Phil Collins mentioned in an online chat with The Guardian recently that if he had been asked, he would have left Genesis to be The Who’s replacement for Keith Moon in 1978. Here are five musical collaborations that almost happened.
- Tom Petty and Dave Grohl. Following Nirvana’s demise in 1994, Tom nearly convinced Dave to join The Heartbreakers as their drummer. After performing on SNL with Tom, Dave decided to go forward with the solo demos he was working on. This was likely the wiser choice, as those demos evolved into the Foo Fighters.
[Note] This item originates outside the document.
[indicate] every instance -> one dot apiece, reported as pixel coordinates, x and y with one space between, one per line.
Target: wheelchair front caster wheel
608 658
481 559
- Michael Stipe and Kurt Cobain. In March 1994, recording time was set up for the pair in a last-ditch effort to get Kurt out of his funk. He had been suffering from severe depression, exacerbated by a heavy heroin addiction. Kurt was a huge R.E.M. fan, and the two frontmen became friends following Nirvana’s rocket to stardom in the early 90s. Sadly, Kurt never showed up, and committed suicide a few weeks later.
- David Bowie and Elvis Presley. Bowie’s 1975 hit, Golden Years, was originally offered to The King, but he turned it down. Two years later, Presley asked Bowie to produce his next record, but for some reason, the request never came to fruition.
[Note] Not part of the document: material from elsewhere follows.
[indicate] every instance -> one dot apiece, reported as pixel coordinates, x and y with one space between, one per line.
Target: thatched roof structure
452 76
- Paul McCartney, Jimi Hendrix, and Miles Davis. Prior to his death, Hendrix had made plans to work with the jazz great. In October 1969, Hendrix and Davis sent a telegram to Paul asking if he could come to New York with his bass for a recording session. Paul apparently was on holiday and never received the message. Who knows what kind of magic could have been created here.
- Prince and Michael Jackson. Michael’s hit song, Bad, was originally intended as a duet between the two superstars. Prince backed out because of one line in the song he was uncomfortable singing to Michael: “your butt is mine.”